Background
Herman Hollerith was born on February 29, 1860 in Buffalo, New York, United States. He was the son of George and Franciska (Brunn) Hollerith.
Herman Hollerith was born on February 29, 1860 in Buffalo, New York, United States. He was the son of George and Franciska (Brunn) Hollerith.
After preliminary schooling Hollerith attended the School of Mines of Columbia University and was graduated in 1879.
Hollerith became an assistant to his teacher, William Petit Trowbridge, in the Census of 1880. He worked on the statistics of manufacturers and prepared an article, "Report on the Statistics of Steam- and Water-Power Used in the Manufacture of Iron and Steel, " for the Report on Power and Machinery Employed in Manufactures. His work on the census brought him into contact with Dr. John Shaw Billings, from whom came the suggestion of Hollerith's main invention. In a letter to a friend written nearly forty years later he described the origin of the idea: "One evening at Dr. B's tea table he said to me, 'There ought to be a machine for doing the purely mechanical work of tabulating population and similar statistics. ' " Hollerith thought the problem could be solved and later offered Billings a share in the project.
In 1882 he went to the Massachusetts Institute of Technology, as instructor in mechanical engineering. He disliked teaching, however, and after a year moved to St. Louis, Missouri, where he experimented on electromagnetically operated air-brakes and other types of brakes for railroads.
From 1884 to 1890 he was attached to the Patent Office in Washington. During these years he worked on the problem of perfecting mechanical aids in tabulating statistical information. By the time the Census of 1890 was to be taken he had invented machines that would record statistical items, by a system of punched holes in a non-conducting material, and would also count those items by means of an electric current passed through the holes identically placed. The system was given trial in tabulating mortality statistics in Baltimore, and in compiling similar data in New Jersey and New York City.

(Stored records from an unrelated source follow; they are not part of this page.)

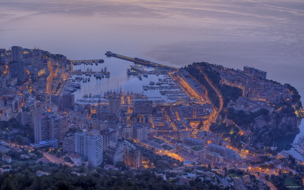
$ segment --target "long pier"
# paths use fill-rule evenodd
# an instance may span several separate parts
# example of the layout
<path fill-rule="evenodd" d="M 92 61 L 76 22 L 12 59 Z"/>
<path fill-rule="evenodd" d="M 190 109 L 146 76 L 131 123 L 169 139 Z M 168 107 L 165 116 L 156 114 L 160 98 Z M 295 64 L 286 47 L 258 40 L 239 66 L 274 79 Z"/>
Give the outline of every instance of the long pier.
<path fill-rule="evenodd" d="M 127 57 L 123 55 L 119 55 L 118 54 L 112 53 L 111 51 L 107 51 L 107 53 L 105 54 L 105 55 L 107 56 L 114 57 L 119 58 L 124 60 L 129 61 L 131 61 L 136 63 L 139 63 L 143 65 L 151 66 L 151 67 L 163 67 L 170 69 L 174 69 L 174 70 L 177 70 L 179 68 L 174 67 L 168 66 L 167 65 L 156 63 L 153 63 L 153 62 L 151 62 L 150 61 L 147 61 L 147 60 L 142 59 L 139 59 L 139 58 L 137 58 L 137 57 L 132 58 L 132 57 Z"/>

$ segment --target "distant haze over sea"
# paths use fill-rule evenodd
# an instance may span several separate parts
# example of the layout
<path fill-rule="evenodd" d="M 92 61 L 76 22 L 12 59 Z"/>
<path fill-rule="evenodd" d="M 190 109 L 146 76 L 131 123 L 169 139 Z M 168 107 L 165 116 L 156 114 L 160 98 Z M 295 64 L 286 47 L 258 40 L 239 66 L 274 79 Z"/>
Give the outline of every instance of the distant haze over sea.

In competition with two alternative methods of tabulation, it was chosen for use in compiling the Census of 1890. It did a sample piece of work in less than half the time required by the other systems, and the commission estimated that in dealing with the returns expected at the approaching census the new machine would reduce the labor days by more than two-thirds. Subsequently the machines were improved by the addition of a mechanical feeding device.
In 1890 the Franklin Institute of Philadelphia, reporting that Hollerith had made the outstanding invention of the year, gave him its highest award, the Elliott Cresson medal. The Hollerith machines were used in 1891 in recording the census returns in Canada, Norway, and Austria. Although they revolutionized statistical technique, American scholars gave little attention to them at the outset, probably because statistical interpretation had not been carried as far in the United States as elsewhere. But in Europe technical articles about their value appeared in England, France, Germany, Austria, and Italy.
Hollerith attended the Berne session of the International Statistical Institute in 1895 and commented upon a paper by an Austrian member. Between 1890 and 1900 the machines were successfully adapted to handle types of mass enquiries in which addition was an element, and thus they could be used in tabulating railroad freight statistics and the data assembled in the agricultural census.
In 1896 Hollerith organized the Tabulating Machine Company, incorporated in New York, to manufacture the machines and to sell the cards used with them. In 1911 that company was consolidated with the Computing Scale Company of America and the International Time Recording Company of New York to become the Computing-Tabulating-Recording Company, later known as the International Business Machines Corporation, of which Hollerith was retained as consulting engineer until 1921.
Hollerith died at his home in Washington, of heart disease, at the age of sixty-nine.
On September 15, 1890, Hollerith married Lucia Beverly Talcott. She, with their six children, Lucia, Nannie, Virginia, Herman, Richard, and Charles, survived him.